Godard, Golestan : au-delà du langage

Dans À vendredi, Robinson, Mitra Farahani a filmé la correspondance par mail que le cinéaste suisse et son confrère iranien ont échangée au tournant des années 2014 et 2015.

Christophe Kantcheff  • 28 septembre 2022 abonnés
Godard, Golestan : au-delà du langage
© Photo : ÉCRAN NOIR PRODUCTIONS.

Présenté au Festival international de cinéma de Marseille en juillet, sorti en salle, dans une configuration restreinte, le 14 septembre, c’est-à-dire le lendemain de la mort de Jean-Luc Godard, À vendredi, Robinson sera bientôt visible sur Arte, diffusion prévue de longue date.
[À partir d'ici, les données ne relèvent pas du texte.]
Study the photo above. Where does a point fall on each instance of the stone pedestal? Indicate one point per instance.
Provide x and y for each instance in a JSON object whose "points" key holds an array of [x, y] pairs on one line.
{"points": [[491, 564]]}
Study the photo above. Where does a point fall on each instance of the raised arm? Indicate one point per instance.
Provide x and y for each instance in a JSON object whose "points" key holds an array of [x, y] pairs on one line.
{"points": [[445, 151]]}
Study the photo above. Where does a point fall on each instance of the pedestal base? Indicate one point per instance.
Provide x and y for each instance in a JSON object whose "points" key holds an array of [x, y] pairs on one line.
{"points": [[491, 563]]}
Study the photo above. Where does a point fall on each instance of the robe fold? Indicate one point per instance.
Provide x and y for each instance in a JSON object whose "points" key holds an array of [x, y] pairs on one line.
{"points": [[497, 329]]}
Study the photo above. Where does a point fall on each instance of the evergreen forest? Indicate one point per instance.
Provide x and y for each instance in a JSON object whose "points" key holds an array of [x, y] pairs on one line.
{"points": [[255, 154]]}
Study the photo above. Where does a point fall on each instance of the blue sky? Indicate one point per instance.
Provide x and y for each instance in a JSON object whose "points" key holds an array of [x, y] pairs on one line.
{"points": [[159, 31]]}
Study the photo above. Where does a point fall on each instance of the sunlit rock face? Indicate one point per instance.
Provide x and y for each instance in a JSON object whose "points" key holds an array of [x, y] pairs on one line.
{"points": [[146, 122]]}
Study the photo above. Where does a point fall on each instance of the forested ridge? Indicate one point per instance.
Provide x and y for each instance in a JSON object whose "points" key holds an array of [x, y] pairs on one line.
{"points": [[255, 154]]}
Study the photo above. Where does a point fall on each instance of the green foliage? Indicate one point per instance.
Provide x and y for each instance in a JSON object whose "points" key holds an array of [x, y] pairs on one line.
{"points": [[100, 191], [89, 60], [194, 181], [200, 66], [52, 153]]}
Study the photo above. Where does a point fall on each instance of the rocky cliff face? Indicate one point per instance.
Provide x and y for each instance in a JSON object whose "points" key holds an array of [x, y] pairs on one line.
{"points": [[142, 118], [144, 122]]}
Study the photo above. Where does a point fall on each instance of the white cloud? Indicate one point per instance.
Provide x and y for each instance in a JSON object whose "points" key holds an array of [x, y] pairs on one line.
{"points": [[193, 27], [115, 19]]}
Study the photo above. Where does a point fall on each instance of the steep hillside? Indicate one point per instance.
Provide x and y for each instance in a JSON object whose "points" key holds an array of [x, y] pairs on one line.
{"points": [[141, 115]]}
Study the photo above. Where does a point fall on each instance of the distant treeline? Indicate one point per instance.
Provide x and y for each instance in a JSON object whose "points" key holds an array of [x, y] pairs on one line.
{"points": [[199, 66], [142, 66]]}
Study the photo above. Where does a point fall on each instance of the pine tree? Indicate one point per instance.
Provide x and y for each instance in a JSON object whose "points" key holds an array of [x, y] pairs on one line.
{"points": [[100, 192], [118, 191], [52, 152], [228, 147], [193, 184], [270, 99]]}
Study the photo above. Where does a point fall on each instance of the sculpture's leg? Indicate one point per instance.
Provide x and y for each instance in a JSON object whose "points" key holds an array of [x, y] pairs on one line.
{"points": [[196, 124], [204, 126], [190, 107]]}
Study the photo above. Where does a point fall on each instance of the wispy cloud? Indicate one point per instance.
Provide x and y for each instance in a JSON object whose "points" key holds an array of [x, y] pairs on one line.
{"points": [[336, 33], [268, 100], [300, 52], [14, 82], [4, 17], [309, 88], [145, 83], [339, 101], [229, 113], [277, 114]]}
À vendredi, Robinson, Mitra Farahani, Arte, lundi 10 octobre, 0 h 50 (97 min). Sur arte.tv à partir du 3 octobre.

Or Godard est non seulement un des deux protagonistes du film de Mitra Farahani, mais il en a inspiré l’esprit et la forme.

La réalisatrice avait pour idée d’organiser la rencontre entre deux cinéastes de grand âge, incarnant chacun une part du cinéma et qui ne se connaissaient pas. Il y avait d’un côté le réalisateur d’À bout de souffle et de l’autre Ebrahim Golestan, patriarche du cinéma iranien, qui a ouvert la voie au renouvellement retentissant que le septième art a connu dans ce pays.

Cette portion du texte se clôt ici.